Saturday, May 28, 2011

Temple Square: Other Buildings

The last post was about the Temple -- this post will cover some of the other buildings in Temple Square.

The Tabernacle, known for its perfect acoustics, is the home of the Mormon Tabernacle Choir. The 360 choir members practice Thursday afternoons and perform each Sunday.

When we arrived, the organist was practicing. Waves of light above the organ changed from blues to purples to reds. We even recognized the song: Simon and Garfunkle's "Parsley, Sage, Rosemary, and Thyme."

Tabernacle during organ practice

Organist close up

We had lunch at the Lion House, where Brigham Young once lived. We ate in what was the kitchen, a cafeteria now famous for its rolls (and they were very good!):

Carole and Dick at the Lion House

Returning to Temple Square, we were met by three young missionaries, one from the United States, one from Canada, and one from China. They were our guides when we returned to the Tabernacle and visited the Assembly Hall.

Carole and John with Sister Wright, Sister Mullen and Sister Cao

Returning to the Tabernacle, our guides did the "pin drop" for us, a demonstration designed to show the amazing acoustics of the Tabernacle. Without amplification, they gave a few brief statements about the building, and then dropped several pins and a nail. Every word they said was audible to the back rows of the building. The pins clinked loudly and clearly, and the nail practically thudded.

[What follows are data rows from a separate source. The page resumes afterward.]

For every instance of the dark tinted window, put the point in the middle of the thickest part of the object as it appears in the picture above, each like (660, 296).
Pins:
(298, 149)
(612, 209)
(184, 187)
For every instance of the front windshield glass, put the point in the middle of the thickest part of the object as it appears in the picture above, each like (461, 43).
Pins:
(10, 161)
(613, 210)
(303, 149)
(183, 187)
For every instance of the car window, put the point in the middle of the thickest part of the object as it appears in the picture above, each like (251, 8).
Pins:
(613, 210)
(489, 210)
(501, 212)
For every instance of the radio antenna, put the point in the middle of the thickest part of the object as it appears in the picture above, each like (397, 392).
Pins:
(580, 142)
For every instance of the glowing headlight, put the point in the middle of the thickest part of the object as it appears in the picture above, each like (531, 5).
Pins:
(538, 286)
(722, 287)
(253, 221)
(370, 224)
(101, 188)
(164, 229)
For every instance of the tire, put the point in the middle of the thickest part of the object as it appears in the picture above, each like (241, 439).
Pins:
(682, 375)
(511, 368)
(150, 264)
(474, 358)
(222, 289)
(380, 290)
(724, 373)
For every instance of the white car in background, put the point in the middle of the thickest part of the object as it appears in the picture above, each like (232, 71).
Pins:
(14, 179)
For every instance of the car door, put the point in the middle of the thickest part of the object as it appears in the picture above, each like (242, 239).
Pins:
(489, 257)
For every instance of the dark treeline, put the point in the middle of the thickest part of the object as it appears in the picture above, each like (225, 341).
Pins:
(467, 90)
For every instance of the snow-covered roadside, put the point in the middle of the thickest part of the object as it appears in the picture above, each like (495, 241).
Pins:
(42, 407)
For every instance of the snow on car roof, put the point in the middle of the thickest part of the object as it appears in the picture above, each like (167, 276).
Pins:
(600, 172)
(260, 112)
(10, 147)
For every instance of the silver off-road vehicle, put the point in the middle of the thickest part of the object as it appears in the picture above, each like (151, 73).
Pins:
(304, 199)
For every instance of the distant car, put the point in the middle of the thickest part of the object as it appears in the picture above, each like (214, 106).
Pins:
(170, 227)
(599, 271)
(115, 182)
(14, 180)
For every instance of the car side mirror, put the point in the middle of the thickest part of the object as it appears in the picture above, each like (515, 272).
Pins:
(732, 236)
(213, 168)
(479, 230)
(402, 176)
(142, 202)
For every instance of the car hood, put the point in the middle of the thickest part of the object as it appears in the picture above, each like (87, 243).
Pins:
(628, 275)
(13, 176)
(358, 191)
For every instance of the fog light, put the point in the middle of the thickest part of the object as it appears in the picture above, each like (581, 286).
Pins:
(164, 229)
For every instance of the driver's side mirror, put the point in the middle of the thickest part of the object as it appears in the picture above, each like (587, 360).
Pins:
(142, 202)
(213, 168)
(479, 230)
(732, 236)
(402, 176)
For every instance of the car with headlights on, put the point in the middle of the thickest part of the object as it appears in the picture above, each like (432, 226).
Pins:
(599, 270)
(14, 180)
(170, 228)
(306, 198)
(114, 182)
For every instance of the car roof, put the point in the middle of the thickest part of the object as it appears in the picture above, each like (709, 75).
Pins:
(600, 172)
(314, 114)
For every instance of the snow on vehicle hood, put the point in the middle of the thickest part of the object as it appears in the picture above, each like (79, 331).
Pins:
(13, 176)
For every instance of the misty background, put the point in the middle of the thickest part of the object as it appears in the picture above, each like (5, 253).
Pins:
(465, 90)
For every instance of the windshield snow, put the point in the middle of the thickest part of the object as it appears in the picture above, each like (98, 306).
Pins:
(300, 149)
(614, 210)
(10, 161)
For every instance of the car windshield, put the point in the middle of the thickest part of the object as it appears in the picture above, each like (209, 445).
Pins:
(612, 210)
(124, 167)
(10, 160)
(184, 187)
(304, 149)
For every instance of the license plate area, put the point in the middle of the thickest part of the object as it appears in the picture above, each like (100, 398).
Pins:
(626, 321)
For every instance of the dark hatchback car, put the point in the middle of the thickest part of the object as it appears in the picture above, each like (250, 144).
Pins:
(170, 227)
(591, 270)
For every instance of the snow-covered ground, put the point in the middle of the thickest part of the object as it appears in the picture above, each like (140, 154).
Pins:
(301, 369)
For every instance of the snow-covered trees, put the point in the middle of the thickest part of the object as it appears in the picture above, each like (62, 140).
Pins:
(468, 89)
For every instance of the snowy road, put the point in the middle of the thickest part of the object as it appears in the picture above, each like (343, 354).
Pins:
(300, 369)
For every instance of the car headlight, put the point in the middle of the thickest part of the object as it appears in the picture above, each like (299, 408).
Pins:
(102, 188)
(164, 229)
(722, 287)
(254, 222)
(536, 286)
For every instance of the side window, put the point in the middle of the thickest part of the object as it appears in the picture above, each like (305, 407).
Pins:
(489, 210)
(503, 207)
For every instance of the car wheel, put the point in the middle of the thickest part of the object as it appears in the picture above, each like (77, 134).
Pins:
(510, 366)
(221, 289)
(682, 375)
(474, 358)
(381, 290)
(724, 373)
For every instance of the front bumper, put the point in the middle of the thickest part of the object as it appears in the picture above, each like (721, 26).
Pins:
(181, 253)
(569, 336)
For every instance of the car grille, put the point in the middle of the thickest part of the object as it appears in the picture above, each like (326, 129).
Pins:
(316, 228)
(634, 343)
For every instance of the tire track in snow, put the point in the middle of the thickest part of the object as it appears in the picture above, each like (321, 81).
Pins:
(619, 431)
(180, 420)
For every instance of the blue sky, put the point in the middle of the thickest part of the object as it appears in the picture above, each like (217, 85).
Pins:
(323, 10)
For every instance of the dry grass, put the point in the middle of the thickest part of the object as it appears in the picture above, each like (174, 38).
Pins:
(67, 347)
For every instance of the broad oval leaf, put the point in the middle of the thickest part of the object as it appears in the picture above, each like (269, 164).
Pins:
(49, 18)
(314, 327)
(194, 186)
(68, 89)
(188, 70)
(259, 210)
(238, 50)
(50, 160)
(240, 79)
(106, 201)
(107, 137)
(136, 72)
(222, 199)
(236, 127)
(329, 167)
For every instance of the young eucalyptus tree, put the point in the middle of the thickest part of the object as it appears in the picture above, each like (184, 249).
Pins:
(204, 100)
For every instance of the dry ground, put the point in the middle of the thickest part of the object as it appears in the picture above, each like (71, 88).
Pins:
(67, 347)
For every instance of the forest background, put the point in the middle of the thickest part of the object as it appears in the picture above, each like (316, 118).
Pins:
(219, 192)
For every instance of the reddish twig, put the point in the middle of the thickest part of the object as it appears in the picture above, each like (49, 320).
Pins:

Then off to the Assembly Hall.

The Assembly Hall

The Assembly Hall interior

The Assembly Hall pews look like oak, and the pillars look like marble. Look is the operative word here -- they are neither. They were painstakingly painted that way, and the same is true for the Tabernacle (with the exception that most of the pews have now been replaced by actual oak).

Painted marble and wood
Painted wood detail

We left our guides and headed off to see the Conference Center. It is huge. It holds over 21,000 people on the main floor and cantilevered balcony, plus the entire Mormon Tabernacle Choir on the stage.

The roof of the Conference Center is a terraced meadow:
During construction, a spring was discovered under the building, and was incorporated into the architecture. The water flow starts on the roof...
And ends in a waterfall over the front:
We didn't have time for the hour-long movie, the museum, the Family History Center (the famous Mormon genealogy center) or the other historical areas of the Square. Next time we'll take the advice of our Conference Center guide and park away from the square (and its two-hour parking meters) and take the free light rail.


Sharon Del Rosario said...

I lived in Sandy, just south of SLC, 1993-2003, and I remember when the conference center was being built. The Tabernacle is quite spectacular, and hearing the choir first hand, during either practice or performance, is awesome! Thanks for bringing back some good memories for me.

Roadrunner said...

My husband and I were there years ago, we got to to hear the Radio broadcast of the Choir, Wonderful pictures. They did not have "free transit" but I like the signal lights that "chirped"

Sara said...

That was a nice thorough tour...thank you. Love lots of pictures.